0

hi i want to save the position of all the lines that contains "CREATE TABLE" in a list a) is there a better and right way to do it? (i'm new to python) b) why does it matter that tell is being used for the iterator? i thought it's a read method (or equivalent) thus just telling the position shouldn't hurt the file iteration proccess.

so i have the following class:

class SQLParser(object):
def __init__(self,filename):
    self.file = open(filename,'r')
    self.createTablePositions=[]
    self.insertIntoPositions=[]

def findCreateTable(self):
    for line in self.file:
        if line.find("CREATE TABLE") is 0:
            print(line)
            self.createTablePositions.append(self.file.tell())

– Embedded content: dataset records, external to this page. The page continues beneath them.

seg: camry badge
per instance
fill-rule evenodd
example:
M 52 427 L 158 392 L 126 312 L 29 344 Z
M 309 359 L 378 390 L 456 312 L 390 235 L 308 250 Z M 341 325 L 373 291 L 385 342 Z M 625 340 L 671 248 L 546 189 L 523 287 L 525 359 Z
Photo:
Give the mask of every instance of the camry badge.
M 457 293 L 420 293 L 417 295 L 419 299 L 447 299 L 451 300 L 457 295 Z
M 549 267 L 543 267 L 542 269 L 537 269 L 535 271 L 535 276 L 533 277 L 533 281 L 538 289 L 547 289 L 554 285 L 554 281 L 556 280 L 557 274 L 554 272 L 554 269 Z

sqlhandler = SQLParser("sql.sql")
sqlhandler.findCreateTable()
print(sqlhandler.createTablePositions)

that yields the following error: "Traceback (most recent call last): File "C:/Users/user/PycharmProjects/sqlparser/sqlparser.py", line 18, in sqlhandler.findCreateTable() File "C:/Users/user/PycharmProjects/sqlparser/sqlparser.py", line 12, in findCreateTable curPos = self.file.tell() OSError: telling position disabled by next() call"

i've searched the net and stackoverflow but i didn't find a direct solution to my problem. --currently solution like rewritting next() method are beyond my knowledge and i doubt this excercise aims for that.

please your advice will be highly appriciated!

LiorA
  • 441
  • 3
  • 13

2 Answers2

0

For starters, you are never closing the file, that is not good.

The error arises mainly due to the internal behaviour of the tell() method. By iterating the file via for line in file you are constantly calling the internal operation next() which messes up how the tell() method works. Usually it is better to use the specific methods for reading data from a file: readline() or readlines(). Unless you know exactly what you are doing, iterating over objects that are controlled by the OS (file system) can cause errors due to conflicting access methods (sometimes) or other.

Also file.tell() method returns the position of the cursor not the line where you are. So if say you were reading the first line that had 20 characters, after using file.readline() the method file.tell() would return 22 (number of characters plus endline character or other)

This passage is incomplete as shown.